In neuroprotection, AKT1 emerged as a convergence point for multiple therapeutic pathways. Ergothioneine conferred neuroprotection in ischemic stroke through activation of the PI3K/Akt/Nrf2 pathway [42214028], while butyrate reduced amyloid-beta accumulation at the blood-brain barrier by activating AKT and ERK phosphorylation, with implications for Alzheimer's disease [42166642]. NADPH similarly protected against cerebral ischemia via AKT1-mediated mechanisms that preserved barrier integrity and stimulated angiogenesis [41638470]. Platelet-rich plasma-primed bone marrow mesenchymal stem cell-derived exosomes promoted spinal cord injury recovery through the miR-29a-3p/PTEN/PI3K/Akt/mTOR axis [42165939], and electroacupuncture ameliorated depression-related behaviors by enhancing autophagy via the VEGF/AKT1/ERK pathway [42149321].

Metabolic and inflammatory disease contexts similarly engaged AKT1 across diverse intervention strategies. luteolin-loaded protein composite gels enhanced adipocyte insulin sensitivity through increased p-Akt expression [42283235], and Pueraria lobata polysaccharides mitigated obesity through hepatic FGF21 signaling pathway activation involving AKT [41819911]. Isoprenaline alleviated diabetic kidney disease by regulating the cGAS-STING pathway through multi-target coordination including AKT1 [41795784], while CHI3L1 enhanced profibrotic signaling through the AKT pathway in pulmonary fibrosis [42048160]. Paeonol suppressed endometrial stromal cell activation via AKT1 in intrauterine adhesion models [42062178].

Network pharmacology approaches further established AKT1 as a central hub in therapeutic development.

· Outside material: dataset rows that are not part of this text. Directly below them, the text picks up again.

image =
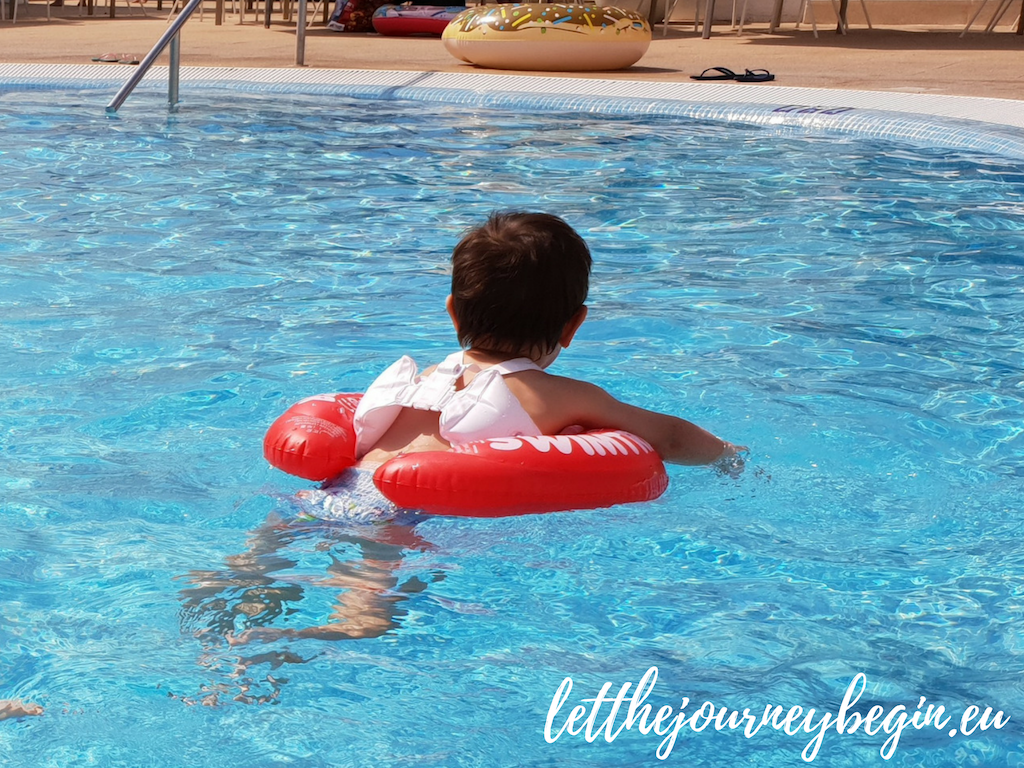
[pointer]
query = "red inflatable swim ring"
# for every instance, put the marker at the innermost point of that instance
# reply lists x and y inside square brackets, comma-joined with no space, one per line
[501,476]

A polyherbal nutraceutical formula (Vernolac) was computationally identified to exert anticancer effects through multiple pathways with AKT1 as a key node [42384725], while ginger processing of Magnolia officinalis bark modulated AKT1 among core targets to enhance gastrointestinal function [41520497]. Notably, masitinib induced AKT phosphorylation through a VPS34 and rapamycin-sensitive pathway independent of class I PI3K, operating via lysosomal accumulation mechanisms [42009094]. Collectively, these studies establish AKT1 as a versatile therapeutic node amenable to direct inhibition, indirect pathway modulation, and targeting through emerging degradation platforms across diverse disease contexts.